The Univac Series 90 is a discontinued family of mainframe class computer systems from UNIVAC, first introduced in 1973. The low-end family members included the 90/25, 90/30 and 90/40 that ran the OS/3 operating system. The intermediate members of the family were the 90/60 and 90/70, while the 90/80, announced in 1976, was the high-end system. The 90/60 through 90/80 systems all ran a virtual-memory operating system, VS/9.

The Series 90 systems were the replacement for the UNIVAC 9000 series of low-end mainframe systems marketed by Sperry Univac during the 1960s.

== History ==
Sperry had officially taken over the RCA customer base in January 1972, offering the Spectra 70 and RCA Series computers as the UNIVAC Series 70.

They redesigned the 9000 series' 9700, adding virtual memory, and renamed the processor the 90/70. They cancelled development of the real-memory OS/7 operating system in favor of VS/9, a renamed RCA VMOS. The 90/70, and a lower-cost, lower-performance 90/60 model, were announced in 1973. A number of the RCA customers continued with Sperry, and the 90/60 and 90/70 would provide an upgrade path for the customers with 70/45, 70/46, RCA 2 and 3 systems. In 1976, Sperry added the 90/80 at the top end of the Series 90 Family, based on an RCA design, providing an upgrade path for the 70/60, 70/61, RCA 6 and 7 systems.

A lower-end 90/30 model was announced in 1974, followed by a 90/25 model below the 90/30 in 1977 and a 90/40 model above the 90/30 in 1978.

The RCA base was very profitable for Sperry and the company was able to put together a string of 40 quarters of profit. Sperry also offered their own 1100 family of systems and the 1100/60 provided an entry-level system for converting the Series 90 customer base.

In 1980, Sperry announced the System 80 model which was an upgrade/replacement path for the 90/25, 90/30, and 90/40 machines. Initially it had two models, model 3 and model 5. The System 80 used less electricity, took less space and was faster.

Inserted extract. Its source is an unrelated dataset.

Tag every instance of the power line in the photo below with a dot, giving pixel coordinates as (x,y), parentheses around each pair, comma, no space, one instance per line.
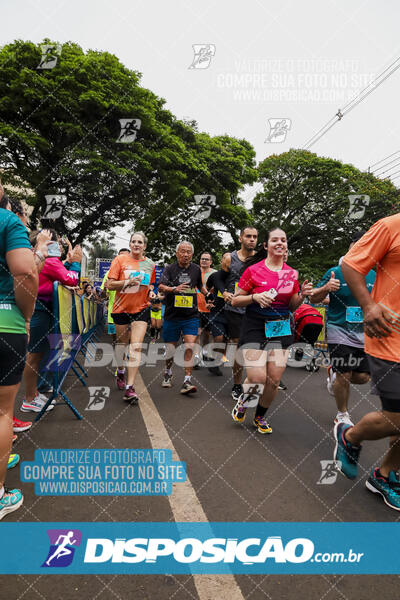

Around 1982-83, Sperry announced they would cap the Series 90 Systems and would decommit the VS/9 operating system to concentrate on the 1100 series. After this announcement, Sperry would stumble on the revenue side ending their run of profitable quarters, resulting in some downsizing. The Series 90 Systems suffered from pressure from the IBM 4300 series systems that offered superior price/performance and may have induced Sperry to concentrate on the 1100. In a short time Digital Equipment Corporation, with their flagship VAX line of midrange computers would pass Sperry in terms of total revenue to become the number two U.S. computer manufacturer after IBM.